The European Union’s plan for an integrated banking union passed a decisive milestone today after member states and the European Parliament reached agreement on the Single Resolution Mechanism, a centralised resolution body and accompanying €55 billion fund that will be responsible for winding-up troubled banks.
While agreement on the complex piece of financial legislation was reached between member states in December after months of talks, the Greek presidency of the council had been tasked with reaching agreement between member states and the European Parliament under the EU’s co-decision system.
Following months of talks, the Parliament finally signed off on the deal this morning following 16 hours of talks in Brussels.
The negotiations began at 3 pm yesterday afternoon, with bleary-eyed negotiators, including euro group president Jeroen Dijsselbloem emerging with a deal at 7am. At least one phone call was made to German finance minister Wolfgang Sch äuble at 5.30am on the deal which is largely seen as favouring smaller countries such as Ireland, by accelerating the pace at which the €55 billion fund will be fully mutualised.
The European Parliament secured a number of changes from the original position agreed by member states, which itself had conceded to a number of German demands in the early set of discussions regarding mutualisation.
Under the package agreed, the period during which the €55 billion fund will move from being a pool of different national funds towards a fully shared fund has been reduced from 10 years to eight. The new proposal also sets out a quicker pace of mutualisation, with 70 per cent of the fund fully pooled within the first three years, compared to 30 per cent in the first draft, which had conceived of a gradual mutualisation of 10 per cent per year over a decade. Under the revised package 40 per cent of the fund will be mutualised in the first year, 20 per cent in the second year, and the rest equally over a further six years.
According to Dutch MEP Corienn Wortmann-Kool this will create a resolution process that would treat banks equally regardless of country they were based in. “We want bail-in of creditors and investors to be applied in the same way to all banks irrespective of the member states these banks are located in,” she said using the example of Ireland as compared to larger states such as Germany and France.
While the plan agreed in December would have meant that a French or German bank, for example, with a large fund behind them would have been able to implement a moderate bail-in, an Irish bank with a smaller national fund would be forced into a deeper bail-in, leading to higher funding costs, she said.
“This would definitely not be what we want to achieve in terms of breaking the link between sovereign and banking debt,” Ms Wortmann-Kool said in a press conference in Brussels this morning.
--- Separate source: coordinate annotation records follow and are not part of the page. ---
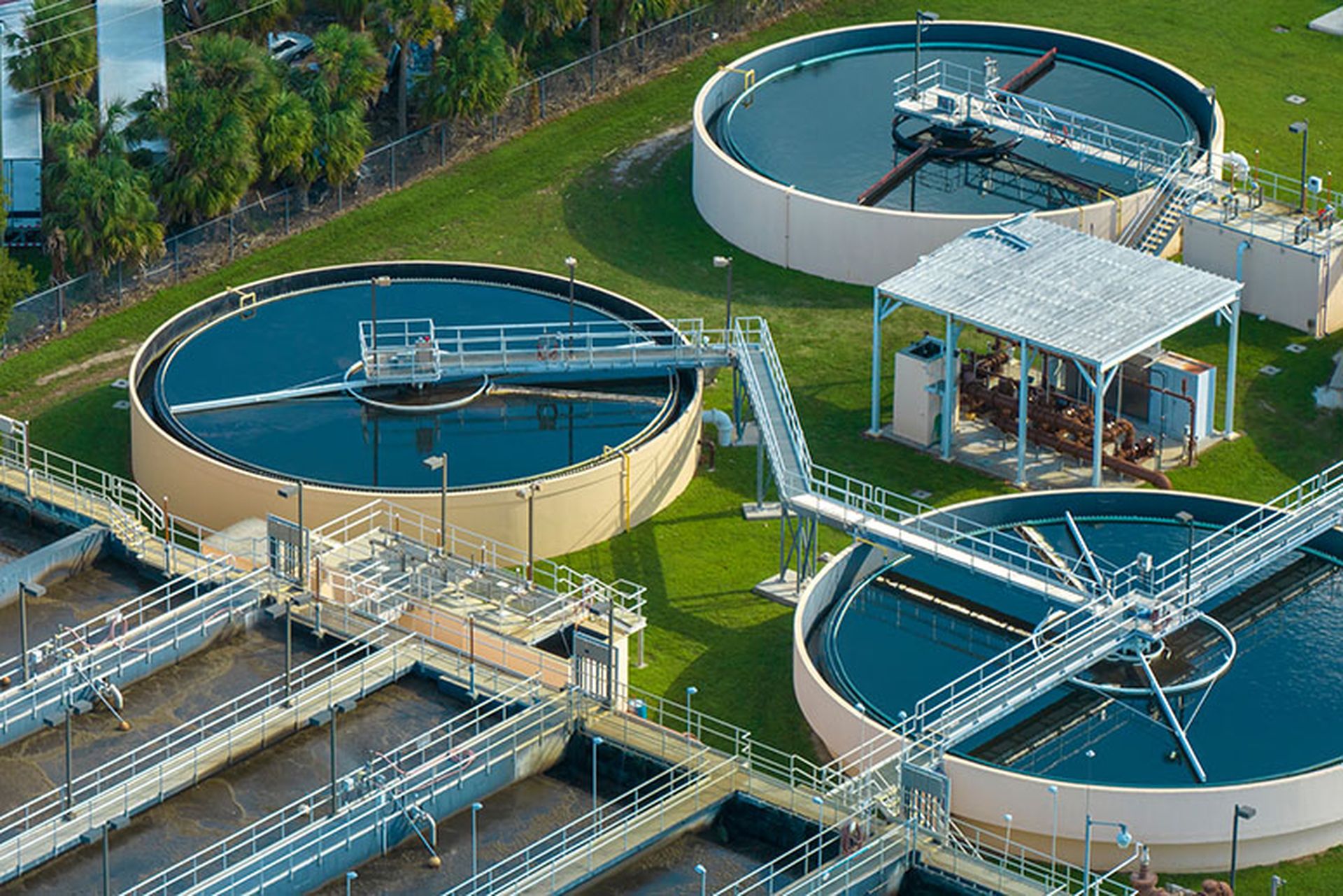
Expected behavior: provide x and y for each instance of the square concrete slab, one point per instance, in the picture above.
(1330, 23)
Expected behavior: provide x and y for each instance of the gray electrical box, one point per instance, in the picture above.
(916, 404)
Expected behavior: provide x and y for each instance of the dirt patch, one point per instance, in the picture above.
(655, 148)
(97, 360)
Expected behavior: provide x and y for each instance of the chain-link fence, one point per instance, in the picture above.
(46, 315)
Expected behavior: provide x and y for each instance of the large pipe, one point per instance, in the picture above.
(722, 422)
(1048, 421)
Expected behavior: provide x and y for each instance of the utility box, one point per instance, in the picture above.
(916, 406)
(1184, 376)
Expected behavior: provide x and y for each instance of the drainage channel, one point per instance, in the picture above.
(508, 821)
(246, 792)
(173, 695)
(100, 588)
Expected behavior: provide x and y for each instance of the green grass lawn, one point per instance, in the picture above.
(553, 192)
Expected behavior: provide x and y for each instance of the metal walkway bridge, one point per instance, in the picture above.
(958, 97)
(1116, 608)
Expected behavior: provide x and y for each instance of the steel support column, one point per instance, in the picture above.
(881, 309)
(1023, 408)
(948, 386)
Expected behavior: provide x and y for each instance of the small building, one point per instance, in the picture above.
(20, 140)
(1087, 313)
(1288, 253)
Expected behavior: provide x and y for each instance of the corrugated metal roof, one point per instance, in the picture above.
(131, 49)
(1060, 289)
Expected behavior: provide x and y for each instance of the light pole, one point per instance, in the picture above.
(725, 262)
(1242, 811)
(1188, 519)
(571, 264)
(439, 462)
(302, 576)
(528, 493)
(1123, 839)
(921, 17)
(287, 492)
(476, 808)
(597, 742)
(1053, 836)
(1303, 128)
(374, 283)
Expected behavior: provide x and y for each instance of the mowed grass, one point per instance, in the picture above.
(556, 191)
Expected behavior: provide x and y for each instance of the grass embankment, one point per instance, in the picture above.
(634, 229)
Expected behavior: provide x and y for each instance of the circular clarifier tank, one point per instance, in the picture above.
(265, 385)
(1256, 683)
(790, 137)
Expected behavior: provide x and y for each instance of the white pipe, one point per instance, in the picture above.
(720, 421)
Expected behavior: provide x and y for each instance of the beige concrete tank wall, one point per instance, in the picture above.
(837, 239)
(1186, 828)
(572, 509)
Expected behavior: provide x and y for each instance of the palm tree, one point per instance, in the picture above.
(211, 150)
(350, 64)
(339, 90)
(473, 74)
(57, 52)
(285, 138)
(101, 207)
(420, 22)
(219, 105)
(527, 22)
(355, 13)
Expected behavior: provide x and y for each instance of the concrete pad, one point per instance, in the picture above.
(767, 511)
(781, 589)
(1330, 23)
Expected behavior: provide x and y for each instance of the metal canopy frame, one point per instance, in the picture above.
(1088, 280)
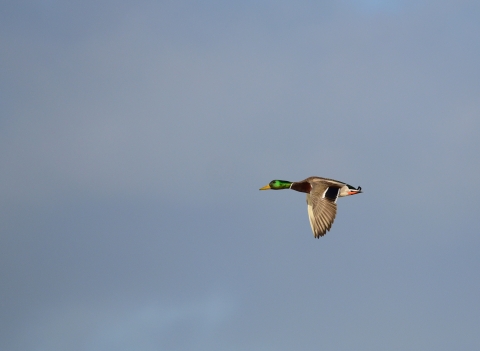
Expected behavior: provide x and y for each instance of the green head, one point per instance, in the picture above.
(277, 185)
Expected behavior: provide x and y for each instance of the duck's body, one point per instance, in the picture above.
(322, 195)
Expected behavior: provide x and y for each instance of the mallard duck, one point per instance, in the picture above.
(322, 195)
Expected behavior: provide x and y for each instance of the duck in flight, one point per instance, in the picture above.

The agreement also envisages that the European commission will approve decisions made by the SRM’s board on resolving banks, rather than member states, though finance ministers will still have the right to intervene in certain cases. MEP’s had been trying to limit the power of member states to interfere in the decision-making process, amid fears of political interference.
The fund will also have a borrowing capacity, which will go some way to assuaging some concerns about the firepower of the €55 billion fund.
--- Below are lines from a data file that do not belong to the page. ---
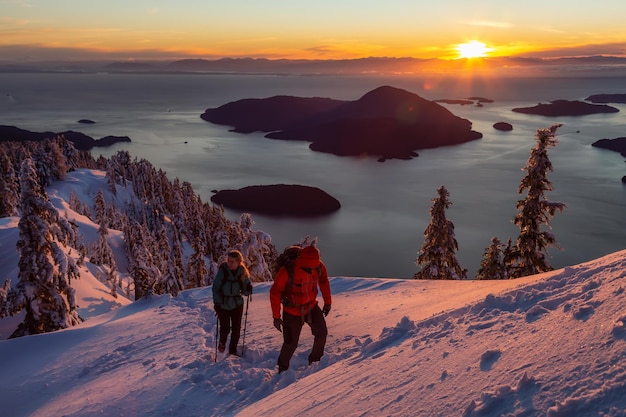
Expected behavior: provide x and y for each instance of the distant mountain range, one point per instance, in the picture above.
(610, 65)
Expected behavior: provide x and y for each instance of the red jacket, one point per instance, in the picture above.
(303, 292)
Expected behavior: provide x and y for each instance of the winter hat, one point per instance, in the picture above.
(310, 256)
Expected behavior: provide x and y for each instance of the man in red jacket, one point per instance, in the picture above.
(298, 297)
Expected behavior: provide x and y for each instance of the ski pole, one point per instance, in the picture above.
(245, 325)
(217, 333)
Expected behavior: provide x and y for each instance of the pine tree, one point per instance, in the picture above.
(437, 257)
(45, 271)
(535, 211)
(9, 187)
(492, 265)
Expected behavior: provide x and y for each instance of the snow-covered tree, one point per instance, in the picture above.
(437, 257)
(254, 248)
(44, 288)
(143, 270)
(492, 265)
(535, 211)
(9, 186)
(169, 282)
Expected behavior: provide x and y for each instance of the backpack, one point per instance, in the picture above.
(286, 259)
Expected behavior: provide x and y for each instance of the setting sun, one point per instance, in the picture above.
(472, 49)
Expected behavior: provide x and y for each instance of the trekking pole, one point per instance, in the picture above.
(245, 324)
(217, 333)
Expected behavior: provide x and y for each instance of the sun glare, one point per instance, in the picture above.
(472, 49)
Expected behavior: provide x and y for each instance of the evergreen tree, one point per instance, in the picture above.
(535, 211)
(437, 257)
(169, 282)
(9, 187)
(492, 266)
(45, 271)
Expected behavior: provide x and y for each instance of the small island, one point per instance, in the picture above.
(386, 123)
(607, 98)
(81, 141)
(503, 126)
(559, 108)
(279, 200)
(616, 145)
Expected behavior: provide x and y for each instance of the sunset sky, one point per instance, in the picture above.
(32, 30)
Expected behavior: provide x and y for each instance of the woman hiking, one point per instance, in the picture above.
(231, 283)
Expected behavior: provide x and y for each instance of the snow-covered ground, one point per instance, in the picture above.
(552, 344)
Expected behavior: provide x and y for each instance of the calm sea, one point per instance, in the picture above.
(385, 206)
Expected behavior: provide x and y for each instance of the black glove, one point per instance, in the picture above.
(278, 323)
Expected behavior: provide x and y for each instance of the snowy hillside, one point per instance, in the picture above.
(551, 344)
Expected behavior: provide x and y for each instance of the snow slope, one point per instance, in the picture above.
(552, 344)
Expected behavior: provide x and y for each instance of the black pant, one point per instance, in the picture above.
(292, 327)
(230, 319)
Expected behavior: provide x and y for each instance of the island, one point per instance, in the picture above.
(558, 108)
(386, 123)
(504, 126)
(617, 145)
(279, 200)
(607, 98)
(81, 141)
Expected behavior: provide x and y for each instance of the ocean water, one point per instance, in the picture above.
(385, 206)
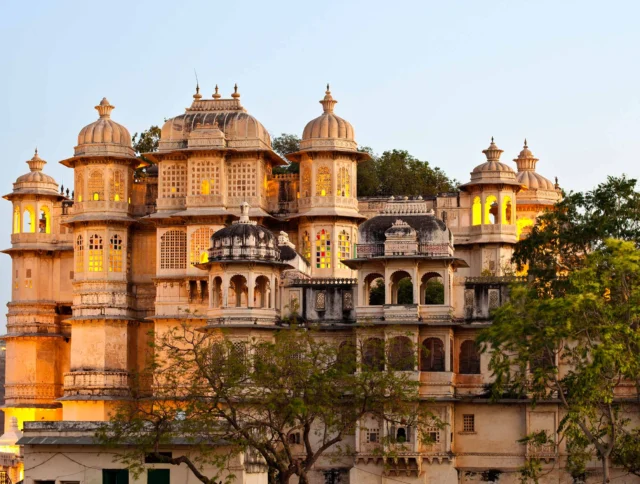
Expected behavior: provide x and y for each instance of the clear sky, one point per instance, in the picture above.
(437, 78)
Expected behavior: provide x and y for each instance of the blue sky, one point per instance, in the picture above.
(437, 78)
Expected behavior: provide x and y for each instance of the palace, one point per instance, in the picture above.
(204, 227)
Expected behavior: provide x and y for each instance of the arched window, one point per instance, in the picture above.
(401, 354)
(96, 185)
(173, 250)
(344, 248)
(115, 254)
(477, 211)
(346, 357)
(491, 210)
(117, 186)
(306, 246)
(199, 246)
(238, 292)
(29, 220)
(95, 254)
(79, 254)
(79, 188)
(432, 355)
(373, 354)
(344, 182)
(323, 181)
(432, 288)
(323, 249)
(44, 222)
(506, 211)
(16, 220)
(469, 358)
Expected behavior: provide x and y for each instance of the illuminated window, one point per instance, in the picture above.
(16, 220)
(306, 246)
(115, 254)
(323, 181)
(323, 250)
(242, 180)
(174, 180)
(204, 178)
(95, 253)
(79, 189)
(491, 210)
(96, 185)
(344, 248)
(506, 211)
(79, 254)
(117, 186)
(477, 211)
(344, 182)
(173, 250)
(200, 241)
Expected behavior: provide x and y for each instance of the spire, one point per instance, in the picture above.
(36, 163)
(104, 108)
(493, 152)
(525, 160)
(328, 102)
(236, 94)
(197, 96)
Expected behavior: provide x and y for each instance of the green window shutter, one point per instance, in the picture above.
(158, 476)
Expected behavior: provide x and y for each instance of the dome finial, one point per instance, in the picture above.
(328, 102)
(236, 94)
(197, 96)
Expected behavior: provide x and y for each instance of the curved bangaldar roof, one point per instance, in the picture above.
(213, 124)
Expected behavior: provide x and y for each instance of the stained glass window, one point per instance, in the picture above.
(323, 181)
(344, 248)
(323, 249)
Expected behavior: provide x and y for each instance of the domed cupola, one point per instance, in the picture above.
(328, 131)
(527, 172)
(244, 240)
(104, 137)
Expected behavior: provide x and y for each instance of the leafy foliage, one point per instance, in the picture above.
(287, 401)
(577, 348)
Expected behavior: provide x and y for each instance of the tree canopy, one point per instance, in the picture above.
(289, 400)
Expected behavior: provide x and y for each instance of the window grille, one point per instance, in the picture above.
(323, 181)
(79, 254)
(242, 180)
(344, 248)
(323, 249)
(174, 180)
(173, 250)
(469, 423)
(95, 253)
(200, 241)
(115, 254)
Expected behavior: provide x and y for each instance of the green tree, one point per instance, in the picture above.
(577, 349)
(290, 401)
(577, 225)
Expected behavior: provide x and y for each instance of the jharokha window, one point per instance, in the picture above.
(323, 250)
(95, 253)
(96, 185)
(115, 254)
(80, 254)
(198, 252)
(344, 182)
(173, 250)
(344, 248)
(306, 246)
(117, 186)
(323, 181)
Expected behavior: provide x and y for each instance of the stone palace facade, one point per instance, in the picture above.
(203, 226)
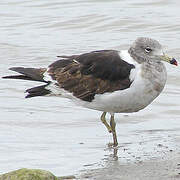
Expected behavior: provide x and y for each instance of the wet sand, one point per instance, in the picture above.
(166, 168)
(54, 134)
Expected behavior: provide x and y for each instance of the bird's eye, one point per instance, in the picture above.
(148, 49)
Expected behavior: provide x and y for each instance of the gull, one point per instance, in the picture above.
(109, 81)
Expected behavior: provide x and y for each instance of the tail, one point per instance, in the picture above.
(32, 74)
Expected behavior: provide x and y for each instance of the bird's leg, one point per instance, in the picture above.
(103, 119)
(113, 127)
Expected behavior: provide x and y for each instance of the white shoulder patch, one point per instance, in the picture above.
(47, 77)
(126, 57)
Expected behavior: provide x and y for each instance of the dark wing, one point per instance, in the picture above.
(91, 73)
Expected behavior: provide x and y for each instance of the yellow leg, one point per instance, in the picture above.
(113, 127)
(103, 119)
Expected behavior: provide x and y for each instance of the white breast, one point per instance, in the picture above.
(141, 93)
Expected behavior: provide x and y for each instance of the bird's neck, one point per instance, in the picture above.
(136, 56)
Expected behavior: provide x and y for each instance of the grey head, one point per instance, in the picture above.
(146, 49)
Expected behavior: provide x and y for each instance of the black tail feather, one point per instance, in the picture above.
(38, 91)
(19, 77)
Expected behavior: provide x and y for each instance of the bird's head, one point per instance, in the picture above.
(144, 49)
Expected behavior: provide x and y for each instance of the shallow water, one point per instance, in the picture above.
(54, 134)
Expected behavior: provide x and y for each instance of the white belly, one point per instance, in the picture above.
(140, 94)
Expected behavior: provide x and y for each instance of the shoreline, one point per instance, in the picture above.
(166, 168)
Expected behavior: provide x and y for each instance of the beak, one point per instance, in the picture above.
(168, 59)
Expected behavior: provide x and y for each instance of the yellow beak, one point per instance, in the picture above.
(168, 59)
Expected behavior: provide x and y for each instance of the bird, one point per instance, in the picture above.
(110, 81)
Asked if the imminent European elections had contributed to the outcome of today’s agreement, Ms Wortmann-Kool denied that there had been any political grand-standing at play, or that MEP’s had been under time pressure to reach agreement too early.
“During the process we got a lot of support from the ECB, from the European Commission from experts [...]actually we haven’t met any expert who could explain to us that Council’s position in December could really work, effectively, therefore for us it was extremely important to achieve a credible system.”
The changes achieved by the European Parliament showed democracy at work, she added.
The European Parliament will now have to vote on the proposal at their plenary session in Strasbourg in made-April, the last session before the European elections in May.
EU Internal Markets commissioner Michel Barnier said the agreement allows the completion of the “architecture of the banking union for the euro zone.”
“Backed by an appropriate resolution funding arrangement, and an acceptable decision-making process, this second pillar of the banking union will allow bank crises to be managed more effectively, “ he said.